Tuberculosis is one of the deadliest infectious diseases in the world, and the increased number of multidrug-resistant and extensively drug-resistant strains is a reason for concern. We have previously reported a series of substituted 5-(2-aminothiazol-4-yl)isoxazole-3-carboxamides with growth inhibitory activity against Mycobacterium tuberculosis strains and low propensity to be substrate of efflux pumps. Encouraged by these preliminary results, we have undertaken a medicinal chemistry campaign to determine the metabolic fate of these compounds and to delineate a reliable body of Structure–Activity Relationships. Keeping intact the (thiazol-4-yl)isoxazole-3-carboxamide core, as it is deemed to be the pharmacophore of the molecule, we have extensively explored the structural modifications able to confer good activity and avoid rapid clearance. Also, a small set of analogues based on isostere manipulation of the 2-aminothiazole were prepared and tested, with the aim to disclose novel antitubercular chemotypes. These studies, combined, were instrumental in designing improved compounds such as 42g and 42l, escaping metabolic degradation by human liver microsomes and, at the same time, maintaining good antitubercular activity against both drug-susceptible and drug-resistant strains.

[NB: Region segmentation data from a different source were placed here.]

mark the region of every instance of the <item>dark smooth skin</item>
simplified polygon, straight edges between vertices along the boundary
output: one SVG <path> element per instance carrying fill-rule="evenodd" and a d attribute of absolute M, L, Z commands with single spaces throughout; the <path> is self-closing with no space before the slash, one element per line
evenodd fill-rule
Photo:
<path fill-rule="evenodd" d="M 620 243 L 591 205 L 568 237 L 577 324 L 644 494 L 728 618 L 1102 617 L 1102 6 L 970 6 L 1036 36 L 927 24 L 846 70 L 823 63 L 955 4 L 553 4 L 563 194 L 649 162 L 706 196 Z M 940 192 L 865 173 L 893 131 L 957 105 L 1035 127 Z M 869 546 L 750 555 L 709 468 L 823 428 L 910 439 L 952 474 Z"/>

结核病是世界上最致命的传染病之一，多重耐药和广泛耐药菌株数量的增加令人担忧。我们之前报道了一系列取代的 5-(2-氨基噻唑-4-基)异恶唑-3-甲酰胺，对结核分枝杆菌菌株具有生长抑制活性，并且不易成为外排泵的底物。受到这些初步结果的鼓舞，我们开展了一项药物化学活动，以确定这些化合物的代谢命运，并描绘出可靠的结构-活性关系。保持（噻唑-4-基）异恶唑-3-甲酰胺核心的完整性，因为它被认为是分子的药效团，我们广泛探索了能够赋予良好活性并避免快速清除的结构修饰。此外，还制备并测试了基于 2-氨基噻唑等配体操作的一小组类似物，目的是公开新的抗结核化学型。这些研究相结合，有助于设计改进的化合物，例如42g和42l，避免人类肝微粒体的代谢降解，同时保持针对药物敏感和耐药菌株的良好抗结核活性。